I think the phenomenon of viewers deliberately seeking out and enjoying bad movies began in earnest in the late 1970s and early 80s when film critic Michael Medved and his brother Harry published two books that celebrated (or at least brought to film fans' attention) bad moviemaking: The Fifty Worst Films of All Time and The Golden Turkey Awards. Their tone was snarky, making it clear that they "enjoyed" these films in an ironic, campy way, and film buffs were soon seeking these movies out.
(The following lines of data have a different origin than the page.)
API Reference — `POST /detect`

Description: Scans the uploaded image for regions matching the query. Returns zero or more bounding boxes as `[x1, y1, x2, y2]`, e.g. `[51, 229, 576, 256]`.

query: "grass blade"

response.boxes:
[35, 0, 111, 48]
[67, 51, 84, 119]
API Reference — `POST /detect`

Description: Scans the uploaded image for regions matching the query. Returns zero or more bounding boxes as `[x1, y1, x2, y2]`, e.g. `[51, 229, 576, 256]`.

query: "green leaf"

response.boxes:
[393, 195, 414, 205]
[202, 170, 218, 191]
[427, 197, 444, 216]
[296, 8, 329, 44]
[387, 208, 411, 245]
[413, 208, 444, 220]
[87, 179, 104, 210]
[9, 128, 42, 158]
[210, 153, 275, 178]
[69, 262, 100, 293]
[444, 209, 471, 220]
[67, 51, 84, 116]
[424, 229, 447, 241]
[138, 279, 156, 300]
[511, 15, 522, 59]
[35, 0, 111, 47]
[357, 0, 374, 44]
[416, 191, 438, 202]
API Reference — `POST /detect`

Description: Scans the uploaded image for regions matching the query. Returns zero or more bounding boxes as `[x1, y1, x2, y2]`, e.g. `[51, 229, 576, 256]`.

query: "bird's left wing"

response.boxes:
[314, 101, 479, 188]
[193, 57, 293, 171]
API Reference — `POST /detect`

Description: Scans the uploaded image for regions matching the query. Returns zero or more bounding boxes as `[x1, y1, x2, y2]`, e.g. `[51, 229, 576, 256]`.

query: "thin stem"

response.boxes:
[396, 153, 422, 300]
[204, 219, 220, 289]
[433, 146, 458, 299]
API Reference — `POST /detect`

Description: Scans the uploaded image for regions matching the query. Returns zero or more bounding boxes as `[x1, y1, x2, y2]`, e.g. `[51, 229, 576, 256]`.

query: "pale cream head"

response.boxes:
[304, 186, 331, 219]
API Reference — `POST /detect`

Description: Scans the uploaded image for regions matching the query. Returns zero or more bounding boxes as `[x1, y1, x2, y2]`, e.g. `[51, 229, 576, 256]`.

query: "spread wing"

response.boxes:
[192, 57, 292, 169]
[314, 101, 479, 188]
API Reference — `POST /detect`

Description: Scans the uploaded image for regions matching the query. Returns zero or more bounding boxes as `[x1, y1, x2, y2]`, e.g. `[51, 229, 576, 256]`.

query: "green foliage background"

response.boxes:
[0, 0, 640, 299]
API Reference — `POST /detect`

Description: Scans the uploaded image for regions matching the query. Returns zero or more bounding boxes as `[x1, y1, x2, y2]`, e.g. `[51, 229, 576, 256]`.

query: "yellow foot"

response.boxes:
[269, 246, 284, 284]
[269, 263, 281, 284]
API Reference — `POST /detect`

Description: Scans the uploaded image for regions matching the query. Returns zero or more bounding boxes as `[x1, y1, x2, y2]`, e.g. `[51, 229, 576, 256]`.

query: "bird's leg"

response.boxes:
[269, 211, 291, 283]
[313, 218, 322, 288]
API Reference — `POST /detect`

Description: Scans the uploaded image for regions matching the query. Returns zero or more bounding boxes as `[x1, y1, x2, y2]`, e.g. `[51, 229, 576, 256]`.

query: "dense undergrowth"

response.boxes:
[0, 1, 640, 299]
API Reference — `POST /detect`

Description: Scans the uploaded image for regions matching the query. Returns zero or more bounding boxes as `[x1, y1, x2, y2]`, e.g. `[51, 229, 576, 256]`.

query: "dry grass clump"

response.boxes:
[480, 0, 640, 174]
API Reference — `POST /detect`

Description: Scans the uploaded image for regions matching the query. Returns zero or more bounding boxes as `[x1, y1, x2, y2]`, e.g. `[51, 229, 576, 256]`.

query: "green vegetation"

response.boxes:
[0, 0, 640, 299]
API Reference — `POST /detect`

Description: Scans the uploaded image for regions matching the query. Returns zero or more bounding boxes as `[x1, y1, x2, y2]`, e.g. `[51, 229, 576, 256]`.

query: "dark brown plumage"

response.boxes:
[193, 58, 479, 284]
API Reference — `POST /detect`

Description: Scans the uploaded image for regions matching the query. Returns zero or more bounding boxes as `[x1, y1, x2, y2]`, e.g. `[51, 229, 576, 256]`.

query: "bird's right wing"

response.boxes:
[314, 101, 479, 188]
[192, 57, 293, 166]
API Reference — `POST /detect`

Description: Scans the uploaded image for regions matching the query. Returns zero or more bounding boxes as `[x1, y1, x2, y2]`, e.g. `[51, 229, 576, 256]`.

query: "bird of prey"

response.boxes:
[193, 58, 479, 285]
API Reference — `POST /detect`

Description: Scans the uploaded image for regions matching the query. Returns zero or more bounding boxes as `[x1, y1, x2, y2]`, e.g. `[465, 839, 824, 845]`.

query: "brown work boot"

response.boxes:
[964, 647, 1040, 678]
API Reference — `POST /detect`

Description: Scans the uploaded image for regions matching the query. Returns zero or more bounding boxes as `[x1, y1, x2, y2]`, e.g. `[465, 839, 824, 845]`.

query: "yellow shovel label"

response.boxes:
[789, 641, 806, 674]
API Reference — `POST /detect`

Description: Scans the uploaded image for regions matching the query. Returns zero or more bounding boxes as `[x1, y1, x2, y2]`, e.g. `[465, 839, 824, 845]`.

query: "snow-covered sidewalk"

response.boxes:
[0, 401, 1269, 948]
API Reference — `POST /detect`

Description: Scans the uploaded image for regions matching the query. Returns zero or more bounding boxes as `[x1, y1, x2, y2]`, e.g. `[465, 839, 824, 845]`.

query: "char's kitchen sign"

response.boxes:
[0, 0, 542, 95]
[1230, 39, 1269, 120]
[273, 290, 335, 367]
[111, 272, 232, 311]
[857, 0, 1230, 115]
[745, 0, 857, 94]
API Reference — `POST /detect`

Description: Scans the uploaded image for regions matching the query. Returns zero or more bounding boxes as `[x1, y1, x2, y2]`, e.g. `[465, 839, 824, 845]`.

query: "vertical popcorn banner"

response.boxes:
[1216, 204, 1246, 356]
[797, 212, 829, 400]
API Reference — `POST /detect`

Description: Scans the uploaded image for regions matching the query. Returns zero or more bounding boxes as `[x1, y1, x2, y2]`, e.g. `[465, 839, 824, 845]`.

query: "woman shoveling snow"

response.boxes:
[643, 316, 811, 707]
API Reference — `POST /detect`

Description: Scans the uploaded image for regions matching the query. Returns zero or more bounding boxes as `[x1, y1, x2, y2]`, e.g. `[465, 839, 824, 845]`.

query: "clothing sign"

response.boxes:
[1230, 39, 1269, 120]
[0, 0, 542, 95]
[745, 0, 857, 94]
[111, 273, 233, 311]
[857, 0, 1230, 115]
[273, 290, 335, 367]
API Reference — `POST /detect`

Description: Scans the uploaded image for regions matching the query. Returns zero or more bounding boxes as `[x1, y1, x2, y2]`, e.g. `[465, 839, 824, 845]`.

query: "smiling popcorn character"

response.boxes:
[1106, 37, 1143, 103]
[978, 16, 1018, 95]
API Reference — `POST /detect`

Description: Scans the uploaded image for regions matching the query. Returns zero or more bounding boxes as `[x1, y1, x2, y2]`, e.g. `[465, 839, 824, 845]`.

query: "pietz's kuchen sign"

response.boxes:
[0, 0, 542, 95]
They included Hollywood A-movies such as Airport 1975, the musical version of Lost Horizon (pictured at right), and the 1976 King Kong, but their focus (and mine) was on low-budget B-movies (or Z-movies as some have called them). Ed Wood's Plan 9 from Outer Space became the breakout film from the Medveds' batch, a movie that was so obviously bad—cheap sets that practically fall apart on screen, a range of acting from indifferent to over-the-top, a script that made no sense—that it really was fun to watch, mostly to make fun of, though I also think it gave viewers a sense of superiority, a feeling that they could make a better movie that poor Ed Wood made.

And that might be the biggest reason why these kinds of movies are fun to watch. The ones I've been watching recently truly make me think, ya know, if I could have had another pass at that script, or if I could have directed, or even acted in, that scene, it might not have been worthy of Orson Welles or Robert Altman, but it would have been a damn sight better than it is now.

Now I'm going to separate Bad (capital "B") Movies from bad (small "b") movies. Ineptness is key to Bad Movie production. To my mind, a garden variety bad movie is one that most likely has a good-sized budget, time-tested talent on and behind the screen, and gets most of its sets, effects, and other aspects of physical production right, but is just, well, bad; the plotline is stupid (A.I.) or a dumb ending ruins all that came before (Signs) or some piece of casting is totally wrong (Sofia Coppola in Godfather III) or things become incoherent near the climax (the superhero action movie of your choice). Of course, all of these are in the eye of the beholder—for me, Eraserhead and Pi are both films that are less than coherent much of the way through, but in interesting ways that make you want to watch them again. Sofia Coppola does have her defenders—and she is not the only problem with that movie. Somewhere, someone must have liked Signs and A.I. (no one I know). The musical of Lost Horizon deserves its own category; it had a big budget but was so very misguided from the beginning that the considerable talents of Liv Ullmann, Peter Finch, John Gielgud and Burt Bacharach can't save it. It's watchable only as a Bad Movie despite its stellar production values.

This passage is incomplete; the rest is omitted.